Let’s face it. After nearly fifty years of development and roughly twenty years of mass adoption, the Internet hasn’t created many truly useful tools for groups. We may live in the age of “ridiculously easy group formation,” but if you’ve spent any time as part of a group, you know that all the most popular internet tools –email, list-servs, blogs, chats, and wikis –basically suck at group coordination. None of these tools are built to make it easy for large groups to make decisions together.
It’s not a coincidence, I think, that most of us rarely, or never, experience working in a group where everyone actually gets a meaningful chance to participate in the decisions that group makes. Or, to look at it from the converse, most of us belong to groups where we actually don’t have that much of a say in what the group does. Our most popular technological tools (see sidebar, below) generally have the effect of making this situation worse.

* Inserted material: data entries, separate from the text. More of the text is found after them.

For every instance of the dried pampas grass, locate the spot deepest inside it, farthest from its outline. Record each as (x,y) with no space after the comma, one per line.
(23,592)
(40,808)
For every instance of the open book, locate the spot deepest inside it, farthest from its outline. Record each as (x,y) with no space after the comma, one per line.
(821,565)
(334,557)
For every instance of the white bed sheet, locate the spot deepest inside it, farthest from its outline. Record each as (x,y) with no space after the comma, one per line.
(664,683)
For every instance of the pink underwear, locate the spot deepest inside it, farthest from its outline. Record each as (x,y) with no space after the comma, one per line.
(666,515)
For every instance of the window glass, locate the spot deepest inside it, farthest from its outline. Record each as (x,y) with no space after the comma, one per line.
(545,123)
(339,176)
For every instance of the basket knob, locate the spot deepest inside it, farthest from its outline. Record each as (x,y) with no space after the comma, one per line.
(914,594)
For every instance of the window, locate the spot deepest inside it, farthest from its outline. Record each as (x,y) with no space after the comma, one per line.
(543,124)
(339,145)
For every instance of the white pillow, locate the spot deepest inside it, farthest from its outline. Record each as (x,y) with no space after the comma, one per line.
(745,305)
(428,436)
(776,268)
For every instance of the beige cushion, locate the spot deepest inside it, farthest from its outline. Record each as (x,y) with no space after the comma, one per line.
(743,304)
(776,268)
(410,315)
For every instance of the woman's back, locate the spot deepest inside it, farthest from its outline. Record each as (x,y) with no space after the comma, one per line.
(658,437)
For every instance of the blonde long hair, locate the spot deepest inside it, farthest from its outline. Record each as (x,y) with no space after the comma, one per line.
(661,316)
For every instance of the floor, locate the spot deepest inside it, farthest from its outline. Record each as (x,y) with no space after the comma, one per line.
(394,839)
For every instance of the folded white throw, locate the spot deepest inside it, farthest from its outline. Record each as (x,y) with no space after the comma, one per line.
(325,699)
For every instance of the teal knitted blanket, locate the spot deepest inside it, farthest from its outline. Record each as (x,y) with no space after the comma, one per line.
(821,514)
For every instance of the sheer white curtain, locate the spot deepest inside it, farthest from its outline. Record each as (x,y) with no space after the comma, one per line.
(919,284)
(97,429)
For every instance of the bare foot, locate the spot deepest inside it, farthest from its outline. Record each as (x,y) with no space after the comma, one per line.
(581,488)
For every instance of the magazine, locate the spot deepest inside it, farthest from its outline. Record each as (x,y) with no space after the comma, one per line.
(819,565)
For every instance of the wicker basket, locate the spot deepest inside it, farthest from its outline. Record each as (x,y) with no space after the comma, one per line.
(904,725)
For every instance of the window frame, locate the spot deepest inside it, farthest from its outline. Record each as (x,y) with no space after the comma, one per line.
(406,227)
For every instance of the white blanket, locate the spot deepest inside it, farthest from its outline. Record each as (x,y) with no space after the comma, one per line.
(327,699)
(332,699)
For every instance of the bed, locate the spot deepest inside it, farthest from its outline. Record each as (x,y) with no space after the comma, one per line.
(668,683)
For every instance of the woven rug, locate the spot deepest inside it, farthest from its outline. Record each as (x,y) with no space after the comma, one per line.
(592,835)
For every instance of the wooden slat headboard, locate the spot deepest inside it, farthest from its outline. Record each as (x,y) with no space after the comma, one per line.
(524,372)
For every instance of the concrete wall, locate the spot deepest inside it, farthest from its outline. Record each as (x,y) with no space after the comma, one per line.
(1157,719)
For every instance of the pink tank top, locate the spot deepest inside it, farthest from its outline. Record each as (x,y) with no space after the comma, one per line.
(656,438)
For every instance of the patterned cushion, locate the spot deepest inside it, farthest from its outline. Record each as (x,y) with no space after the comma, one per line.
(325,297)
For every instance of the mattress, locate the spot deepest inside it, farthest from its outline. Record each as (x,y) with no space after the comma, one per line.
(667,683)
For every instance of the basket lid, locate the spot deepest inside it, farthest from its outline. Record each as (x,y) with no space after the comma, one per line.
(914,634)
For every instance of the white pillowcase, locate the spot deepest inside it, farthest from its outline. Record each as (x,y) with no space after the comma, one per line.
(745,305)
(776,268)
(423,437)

This isn’t to say that big groups never manage to make coherent decisions using the tools we have. Reddit.com is constantly spawning all kinds of collective actions, like online fundraisers for people who need expensive medical operations or flash-mobs around media moments. One impassioned Redditor’s rant about the supposed death of net neutrality led to the formation of a bona-fide political action committee, as my colleague Nick Judd documented back in 2010 (“Are Net-Neutrality-Advocating Redditors About to Start a PAC?”). Groups make do with what they have and members put up with communication annoyances constantly (or, as many organizers know, they drift away because ongoing communications can be a drag).
But as the saying goes, when you have a hammer, everything looks like a nail. If tools like email are bad for hammering out consensus among disparate views, maybe it’s no wonder the Internet seems to be much better at mobilizing “stop” energy than at galvanizing “go” energy. It’s much easier to rally around an obvious consensus that may already be shared–“Stop X” from happening–than it is to use the internet to build a new shared agreement, even among a group of people who already may think they have a lot in common. And while our brains’ wiring and our cultural inheritances may explain a lot of this problem, at least part of it is also due to bad tools.
Ten or eleven years ago, there was a burst of interest in “social software,” but there hasn’t been a game-changing innovation in that arena since the launch of Twitter, seven years ago. A handful of group ideation tools, like Ideascale, AllOurIdeas, and Google Moderator, can be useful when a small group of people wants to solicit ideas from a larger group, but that’s not the same thing as involving everyone in making group decisions.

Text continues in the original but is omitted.